Update: Martin, who was unavailable for comment Tuesday, said in an email Wednesday afternoon that the re-introduction of the plan was largely procedural:
“Bill 53 (2015) was introduced to revive Bill 47 (2013) which will shortly expire,” he said. “By law with respect to bills submitted by the planning commission, the council must act on the bill within 2 years and if we seek additional time, the bill can only be introduced in its original form… It is my intent to amend Bill 53 (2015) after it passes first reading to mirror what was amended through Bill 47 (2013) by the Council’s Zoning and Planning Committee. As you may recall, this would remove Malaekahana from the extended urban growth boundary.”
Residents hold up signs supporting and opposing the proposed new community at Malaekahana at Honolulu Hale on March 5.
Anderson said in an email Wednesday afternoon that he plans to amend the bill to remove references to the Malaekahana residential community.
But advocates for the Malaekahana community still see the new measure as a hopeful sign that some housing could be built. Eric Beaver, president of Hawaii Reserves, the Mormon Church’s land management company, said in a phone interview Tuesday that his understanding is that the councilman from the North Shore introduced Bill 53 to keep the discussion of the project open because Bill 47 expired this month.

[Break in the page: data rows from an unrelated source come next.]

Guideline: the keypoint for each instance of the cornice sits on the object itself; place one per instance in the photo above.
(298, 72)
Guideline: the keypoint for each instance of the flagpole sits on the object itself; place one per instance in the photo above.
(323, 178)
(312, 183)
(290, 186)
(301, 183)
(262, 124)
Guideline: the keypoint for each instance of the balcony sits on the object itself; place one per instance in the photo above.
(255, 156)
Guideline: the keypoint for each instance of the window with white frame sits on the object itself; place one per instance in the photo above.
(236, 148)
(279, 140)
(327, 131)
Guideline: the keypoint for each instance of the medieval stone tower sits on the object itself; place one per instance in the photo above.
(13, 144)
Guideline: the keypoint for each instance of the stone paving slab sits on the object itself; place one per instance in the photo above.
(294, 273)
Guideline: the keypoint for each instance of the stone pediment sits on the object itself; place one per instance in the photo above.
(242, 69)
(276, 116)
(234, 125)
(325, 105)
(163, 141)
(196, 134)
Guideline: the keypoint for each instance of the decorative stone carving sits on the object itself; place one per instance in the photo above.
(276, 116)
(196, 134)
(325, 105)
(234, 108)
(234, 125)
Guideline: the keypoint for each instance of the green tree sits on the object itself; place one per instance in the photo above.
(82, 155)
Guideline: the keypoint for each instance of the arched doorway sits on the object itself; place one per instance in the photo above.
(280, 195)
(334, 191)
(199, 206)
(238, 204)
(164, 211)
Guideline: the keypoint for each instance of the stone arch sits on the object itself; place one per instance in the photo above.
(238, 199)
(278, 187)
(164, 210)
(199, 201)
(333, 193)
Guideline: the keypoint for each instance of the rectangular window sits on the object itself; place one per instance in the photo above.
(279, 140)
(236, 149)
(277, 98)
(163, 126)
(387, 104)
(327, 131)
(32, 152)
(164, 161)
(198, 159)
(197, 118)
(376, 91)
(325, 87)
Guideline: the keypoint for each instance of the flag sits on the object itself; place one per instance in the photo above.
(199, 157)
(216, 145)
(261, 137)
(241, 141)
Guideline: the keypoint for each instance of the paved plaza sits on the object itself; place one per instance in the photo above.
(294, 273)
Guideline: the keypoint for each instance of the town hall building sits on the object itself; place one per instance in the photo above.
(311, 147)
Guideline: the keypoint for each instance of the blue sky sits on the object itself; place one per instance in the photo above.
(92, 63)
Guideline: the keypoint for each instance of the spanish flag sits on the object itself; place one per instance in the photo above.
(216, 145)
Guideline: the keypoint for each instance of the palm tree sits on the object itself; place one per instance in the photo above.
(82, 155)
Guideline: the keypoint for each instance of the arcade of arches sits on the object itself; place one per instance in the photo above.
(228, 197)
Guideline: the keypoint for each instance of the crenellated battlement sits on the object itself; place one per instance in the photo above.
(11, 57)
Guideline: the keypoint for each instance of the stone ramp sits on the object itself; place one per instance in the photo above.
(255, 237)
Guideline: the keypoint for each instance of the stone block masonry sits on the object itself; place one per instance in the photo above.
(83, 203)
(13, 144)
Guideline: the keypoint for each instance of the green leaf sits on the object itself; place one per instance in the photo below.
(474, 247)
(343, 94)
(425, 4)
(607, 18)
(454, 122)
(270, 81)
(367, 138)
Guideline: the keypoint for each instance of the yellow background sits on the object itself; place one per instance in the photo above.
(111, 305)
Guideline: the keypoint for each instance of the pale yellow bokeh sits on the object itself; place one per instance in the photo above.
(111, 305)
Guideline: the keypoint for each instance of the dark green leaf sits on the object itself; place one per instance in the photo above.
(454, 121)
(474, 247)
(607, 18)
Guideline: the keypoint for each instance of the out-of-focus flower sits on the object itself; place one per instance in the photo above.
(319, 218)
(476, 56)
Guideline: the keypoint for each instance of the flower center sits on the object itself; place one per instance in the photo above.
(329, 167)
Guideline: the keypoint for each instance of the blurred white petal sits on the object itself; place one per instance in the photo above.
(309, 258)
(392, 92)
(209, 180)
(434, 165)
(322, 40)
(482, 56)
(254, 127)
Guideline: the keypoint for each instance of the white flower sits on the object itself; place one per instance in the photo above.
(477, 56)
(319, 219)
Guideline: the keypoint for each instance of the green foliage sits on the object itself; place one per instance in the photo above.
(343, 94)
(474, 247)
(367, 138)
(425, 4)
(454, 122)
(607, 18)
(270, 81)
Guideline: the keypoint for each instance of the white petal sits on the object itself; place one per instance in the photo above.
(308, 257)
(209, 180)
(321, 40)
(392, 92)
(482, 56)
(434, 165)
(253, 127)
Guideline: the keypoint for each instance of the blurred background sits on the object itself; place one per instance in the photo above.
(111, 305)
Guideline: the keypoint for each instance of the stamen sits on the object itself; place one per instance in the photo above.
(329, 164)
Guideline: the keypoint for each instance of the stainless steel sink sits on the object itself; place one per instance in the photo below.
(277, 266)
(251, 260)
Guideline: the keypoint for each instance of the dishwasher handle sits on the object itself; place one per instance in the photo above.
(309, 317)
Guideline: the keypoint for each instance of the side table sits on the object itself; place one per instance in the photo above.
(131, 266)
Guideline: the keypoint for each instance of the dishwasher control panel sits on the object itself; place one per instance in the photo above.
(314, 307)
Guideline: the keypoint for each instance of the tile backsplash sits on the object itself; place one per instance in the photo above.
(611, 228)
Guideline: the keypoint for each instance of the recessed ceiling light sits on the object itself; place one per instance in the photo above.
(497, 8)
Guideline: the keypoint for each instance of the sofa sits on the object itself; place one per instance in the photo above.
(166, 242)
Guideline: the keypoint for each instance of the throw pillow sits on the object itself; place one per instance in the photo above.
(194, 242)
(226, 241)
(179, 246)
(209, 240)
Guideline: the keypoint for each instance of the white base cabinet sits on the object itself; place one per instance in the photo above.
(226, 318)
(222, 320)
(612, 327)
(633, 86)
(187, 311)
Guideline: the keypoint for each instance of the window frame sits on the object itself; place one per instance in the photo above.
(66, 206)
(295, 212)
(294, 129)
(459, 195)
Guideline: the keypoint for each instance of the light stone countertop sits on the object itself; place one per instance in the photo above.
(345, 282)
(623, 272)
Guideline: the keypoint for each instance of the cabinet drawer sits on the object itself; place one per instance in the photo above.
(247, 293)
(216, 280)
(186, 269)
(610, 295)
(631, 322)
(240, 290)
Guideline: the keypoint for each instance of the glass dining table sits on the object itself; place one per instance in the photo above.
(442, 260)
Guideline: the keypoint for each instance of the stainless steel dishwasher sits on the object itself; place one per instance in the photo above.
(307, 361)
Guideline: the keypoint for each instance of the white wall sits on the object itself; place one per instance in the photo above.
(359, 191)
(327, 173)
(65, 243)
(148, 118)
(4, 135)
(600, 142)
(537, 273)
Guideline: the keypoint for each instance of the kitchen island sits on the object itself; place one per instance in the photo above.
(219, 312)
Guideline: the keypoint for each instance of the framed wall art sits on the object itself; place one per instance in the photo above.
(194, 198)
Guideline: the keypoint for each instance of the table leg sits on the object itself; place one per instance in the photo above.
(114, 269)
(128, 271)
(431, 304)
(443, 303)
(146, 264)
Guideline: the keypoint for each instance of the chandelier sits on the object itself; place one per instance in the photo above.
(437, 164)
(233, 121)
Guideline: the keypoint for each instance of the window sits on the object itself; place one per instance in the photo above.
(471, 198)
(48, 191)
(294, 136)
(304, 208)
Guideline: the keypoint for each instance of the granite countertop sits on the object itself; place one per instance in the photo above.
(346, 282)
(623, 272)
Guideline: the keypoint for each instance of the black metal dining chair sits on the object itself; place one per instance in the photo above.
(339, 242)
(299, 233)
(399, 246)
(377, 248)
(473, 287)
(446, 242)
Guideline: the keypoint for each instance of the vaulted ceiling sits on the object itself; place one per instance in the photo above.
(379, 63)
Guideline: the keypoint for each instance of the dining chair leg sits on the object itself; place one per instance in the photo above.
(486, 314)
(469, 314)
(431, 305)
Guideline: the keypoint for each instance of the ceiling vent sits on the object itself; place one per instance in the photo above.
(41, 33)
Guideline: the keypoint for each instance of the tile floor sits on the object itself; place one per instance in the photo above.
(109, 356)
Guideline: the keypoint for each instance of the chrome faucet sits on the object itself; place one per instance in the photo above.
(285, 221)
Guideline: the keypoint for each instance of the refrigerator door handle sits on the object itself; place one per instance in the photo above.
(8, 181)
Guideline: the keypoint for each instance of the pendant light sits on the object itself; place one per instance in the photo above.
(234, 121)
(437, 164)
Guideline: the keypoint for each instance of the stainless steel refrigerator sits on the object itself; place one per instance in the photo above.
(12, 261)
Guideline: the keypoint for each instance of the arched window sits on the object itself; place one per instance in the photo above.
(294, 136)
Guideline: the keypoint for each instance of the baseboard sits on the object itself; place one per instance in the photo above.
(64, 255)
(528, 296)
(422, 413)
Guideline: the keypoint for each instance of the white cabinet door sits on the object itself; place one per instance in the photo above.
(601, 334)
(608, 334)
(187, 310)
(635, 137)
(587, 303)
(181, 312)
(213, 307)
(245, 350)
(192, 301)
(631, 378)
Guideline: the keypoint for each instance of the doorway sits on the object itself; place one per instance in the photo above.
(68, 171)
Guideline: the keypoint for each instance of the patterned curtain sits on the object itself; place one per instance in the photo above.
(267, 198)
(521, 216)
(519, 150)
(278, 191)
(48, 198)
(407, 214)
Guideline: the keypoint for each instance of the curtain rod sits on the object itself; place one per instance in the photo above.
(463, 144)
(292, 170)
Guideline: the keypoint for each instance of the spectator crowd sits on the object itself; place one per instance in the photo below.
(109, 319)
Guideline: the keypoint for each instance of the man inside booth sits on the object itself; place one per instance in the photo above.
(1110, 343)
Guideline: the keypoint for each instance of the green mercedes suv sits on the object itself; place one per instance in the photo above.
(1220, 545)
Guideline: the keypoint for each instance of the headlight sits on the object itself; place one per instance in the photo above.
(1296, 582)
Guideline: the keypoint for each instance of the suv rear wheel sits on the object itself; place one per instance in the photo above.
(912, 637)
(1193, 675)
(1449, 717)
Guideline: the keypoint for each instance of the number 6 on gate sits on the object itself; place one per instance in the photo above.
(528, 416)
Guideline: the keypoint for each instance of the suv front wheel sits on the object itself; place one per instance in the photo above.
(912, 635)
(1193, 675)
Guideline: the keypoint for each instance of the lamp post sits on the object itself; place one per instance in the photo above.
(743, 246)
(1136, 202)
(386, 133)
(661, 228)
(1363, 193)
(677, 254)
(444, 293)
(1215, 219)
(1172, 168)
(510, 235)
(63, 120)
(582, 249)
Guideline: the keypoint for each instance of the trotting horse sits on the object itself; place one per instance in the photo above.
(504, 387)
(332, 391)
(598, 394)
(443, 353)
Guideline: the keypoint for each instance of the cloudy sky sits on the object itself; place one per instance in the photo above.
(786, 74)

“We’re happy that it didn’t expire and die altogether,” Beaver said, noting the need for affordable housing on the North Shore. “(Bill 53) keeps it alive and it gives us time and Councilman Martin to try to find a way to still have a project that will move forward.”
Beaver said Hawaii Reserves will continue to work with the Council as needed to find the best solution for the community.
“Right now with Ikaika’s solution — to leave the existing designations as they are… obviously that’s not a solution,” Beaver said.
“Some growth in housing and related support services is envisioned primarily in Malaekahana to support the planned expansion of the Brigham Young University,” Bill 53 says. “Nevertheless, the future of the Koolau Loa region is to remain country, characterized by small towns and villages with distinctive identities that exist in harmony with the natural settings, defined by mountain ridges and scenic open space.”
The bill says, “Development in Malaekahana is supported because its affordable housing units are expected to be absorbed by local area residents, some of whom are believed to be currently living in extended family housing arrangements.”
The measure would require at least half of the new housing units to be “affordable” and to remain so in perpetuity. The bill says the development must include a new road from Malaekahana to Laie and Kahuku with room for walking and biking, and abide by several other guidelines related to parks, views and infrastructure.
Honolulu City Council Chair Ernie Martin listens to testimony on a proposed development at Malaekahana on March 5.
The plan also includes a reference to a new primary school to serve the Malaekahana community, and contends significant traffic impacts aren’t expected because many of the residents of the new community are expected to work at Brigham Young University-Hawaii or other employers located from Laie to Kahuku.
Tim Vandeveer, who leads the community group Defend Oahu Coalition, called Bill 53 disappointing.
“It means that Councilman Martin is out of touch with the vast majority of residents in Koolauloa,” Vandeveer said.
Here is an excerpt from the measure that describes the proposed development:
“Adjacent to La’ie, about 300 acres is proposed for the new Malaekahana community as an extension of the established La’ie community. It will provide supportive housing for the jobs offered by the Polynesian Cultural Center and Brigham Young University-Hawaii. It is also expected to provide about 875 units, including a significant number of units for workforce housing in perpetuity for existing Ko’olau Loa families, with commercial activities only needed to support this resident population. The supply of affordable units should first meet the needs of the residents of La’ie and Kahuku, and secondly, of those who work in the region. About 25 acres of land can be used for industrial uses that reflect the City’s existing corporation yard and provide opportunities to neighborhood support activities, as well as research partnerships with the University. It is intended to conform to the rural character of Ko’olau Loa. A new mauka road from La’ie to Malaekahana will connect the neighborhoods, while improving circulation in the region.”